Had he heard him? “I said, leave it there.”
This time Andy glanced up from under the hood, but the look in his eyes was of utter incomprehension. For Lucas, it was like staring into the eyes of a beast, not a man.
Lucas repeated his order a third time, and Andy tilted his head to one side, as if out of curiosity. His eyes blinked furiously, uncontrollably, and then a light seemed to flicker on behind them. A yellow gleam, like a bolt of sunlight glancing off tarnished bronze. A gleam like the one Lucas had seen in the empty eye sockets of the skull.
As he watched in horror, a smile creased Andy’s lips, widening until it seemed almost to split his face, baring his teeth and projecting no mirth at all, only malice. Then he turned around and jumped with blinding speed directly at the doors to the museum, wrenching them entirely off their hinges and shattering the glass into a thousand pieces. As the shards, tinkling like tiny bells, rained down on the floor around him, Lucas saw Andy land on all fours on the walkway outside, shake the fragments of glass loose from the rain slicker, and then scramble with his rucksack into the night.

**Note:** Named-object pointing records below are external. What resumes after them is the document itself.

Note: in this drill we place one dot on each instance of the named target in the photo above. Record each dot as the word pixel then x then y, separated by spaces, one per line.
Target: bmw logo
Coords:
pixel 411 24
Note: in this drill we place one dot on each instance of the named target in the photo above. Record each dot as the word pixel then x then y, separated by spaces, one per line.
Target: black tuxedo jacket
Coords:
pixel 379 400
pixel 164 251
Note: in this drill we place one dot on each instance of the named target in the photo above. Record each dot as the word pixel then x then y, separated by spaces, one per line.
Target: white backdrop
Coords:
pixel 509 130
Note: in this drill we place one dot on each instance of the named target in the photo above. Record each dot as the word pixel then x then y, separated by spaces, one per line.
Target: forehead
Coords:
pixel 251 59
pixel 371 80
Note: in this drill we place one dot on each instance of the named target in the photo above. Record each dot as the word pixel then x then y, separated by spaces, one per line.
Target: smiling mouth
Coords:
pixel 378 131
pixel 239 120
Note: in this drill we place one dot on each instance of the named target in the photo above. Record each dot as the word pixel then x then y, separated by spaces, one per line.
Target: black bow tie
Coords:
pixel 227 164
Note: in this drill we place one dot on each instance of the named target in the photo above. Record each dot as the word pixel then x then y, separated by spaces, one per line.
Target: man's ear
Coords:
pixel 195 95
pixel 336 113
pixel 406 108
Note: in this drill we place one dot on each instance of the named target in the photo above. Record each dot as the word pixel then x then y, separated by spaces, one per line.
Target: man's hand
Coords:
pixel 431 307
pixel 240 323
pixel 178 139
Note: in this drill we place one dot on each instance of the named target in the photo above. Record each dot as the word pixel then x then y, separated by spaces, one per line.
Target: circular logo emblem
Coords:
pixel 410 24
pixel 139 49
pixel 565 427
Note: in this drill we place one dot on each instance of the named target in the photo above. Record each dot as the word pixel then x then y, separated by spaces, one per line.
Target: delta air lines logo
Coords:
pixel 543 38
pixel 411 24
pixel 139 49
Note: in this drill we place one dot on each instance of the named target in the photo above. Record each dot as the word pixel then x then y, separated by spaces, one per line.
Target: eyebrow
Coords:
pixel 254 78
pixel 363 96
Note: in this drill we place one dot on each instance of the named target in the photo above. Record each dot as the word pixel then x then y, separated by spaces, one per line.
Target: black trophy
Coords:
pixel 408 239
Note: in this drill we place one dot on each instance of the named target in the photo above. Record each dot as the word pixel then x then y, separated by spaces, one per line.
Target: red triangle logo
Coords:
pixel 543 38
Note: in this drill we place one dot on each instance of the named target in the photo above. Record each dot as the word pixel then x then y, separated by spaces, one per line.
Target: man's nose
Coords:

Lucas leaped through the jagged hole where the doors had been, and ran after him. In the dark and the rain, it was hard enough just to see him. To make matters worse, his quarry was loping along, close to the ground, like a wolf, dodging from one side to another, following no clear course, but gradually making his way up campus, and toward the lights of the town. There was a scream of terror as an unsuspecting student, heading home from the library, was bowled over. Lucas found him lying on his back in a puddle, his wire spectacles twisted on his face, mutely pointing in the direction that his attacker had fled. Lucas hurried on, gaining ground slowly but surely. In the distance, he could hear the commotion of traffic in town, and he could see that Andy was losing steam. Lucas picked up his own pace, and when he found himself within striking distance, lunged for the bottom of the rucksack. He tugged on it, hard, and Andy lost his footing on the damp grass, slipping onto his side. In the light of the lamppost, his face now was unrecognizable — it was a mask of pure depravity, frozen in the rictus of that agonizing smile.